Weder etabliert noch AfD
Freie Wählervereinigungen gewinnen an Terrain
Erik Lommatzsch

Auf dem eigenen Internetauftritt läuft zurzeit in Dauerschleife die Aussage: „Zwölf Prozent der Wähler können sich vorstellen, die ,Freien Wähler‘ bei der nächsten Landtagswahl in Sachsen zu wählen.“ Die Zahl stammt aus einer Umfrage vom April. Der arg ungelenk formulierte und wenig kämpferische Satz täuscht über die gar nicht so unrealistischen Ambitionen der Gruppierung hinweg.

Die Stärke der Wahlvereinigungen, die neben den auf Bundesebene aktiven Parteien antreten, hat sich unlängst wieder in Sachsen bei der Kommunalwahl am 26. Mai gezeigt. In Colditz verteidigte beispielsweise die „Freie Wählervereinigung ,Für unsere Heimat‘“ im dortigen Stadtparlament ihre Mehrheit. Acht Sitze konnten errungen werden. Die „Bürgerinitiative Colditz“ kam auf drei Sitze, das neuformierte „Bündnis Zukunft“ auf fünf. Lediglich FDP und Linke erhielten jeweils noch ein Mandat, alle anderen gingen leer aus. Auch im Gemeinderat von Naundorf sitzen künftig ausschließlich Kandidaten freier Wählervereinigungen.

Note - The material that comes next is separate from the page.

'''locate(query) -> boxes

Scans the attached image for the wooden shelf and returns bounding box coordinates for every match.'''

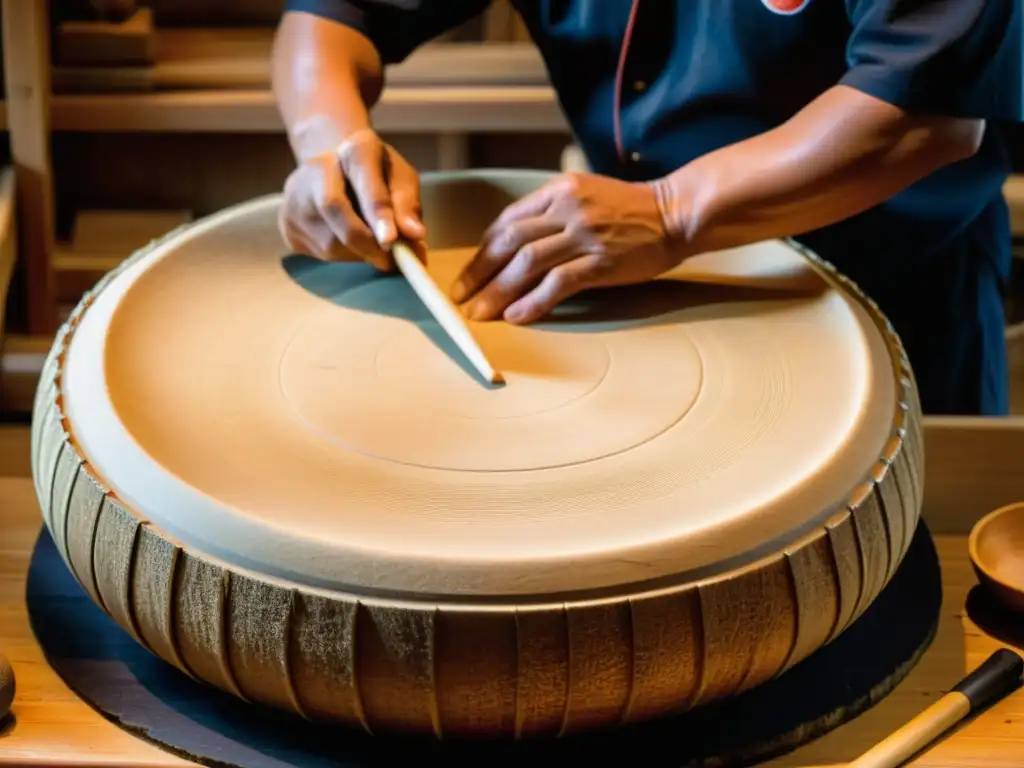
[50,43,567,133]
[50,86,568,133]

Hohe Stimmenzahlen sind, abseits der größeren Städte, in Sachsen keine Seltenheit. Hier sehen die „Freien Wähler“, die bei der am 1. September anstehenden Abstimmung erstmals in den Landtag streben, ihr Potenzial. Nach den Worten von Antje Hermenau, die einst Grünen-Fraktionschefin in Sachsen war und sich nach ihrem Bruch mit der Partei nun für die „Freien Wähler“ engagiert, handelt es sich um eine „Anders-Partei“. Matthias Berger, langjähriger parteiloser Bürgermeister der Stadt Grimma, sieht sie als „Antithese zur AfD“. Ganz klar im Auge hat man den eher bürgerlichen Wähler, der den langjährig etablierten Parteien seine Stimme nicht mehr geben mag, seine Vorstellungen allerdings auch nicht durch die AfD repräsentiert sieht, und der seine positiven Erfahrungen mit erfolgreicher Lokalpolitik unabhängiger Bündnisse nun auf die Landesebene übertragen könnte.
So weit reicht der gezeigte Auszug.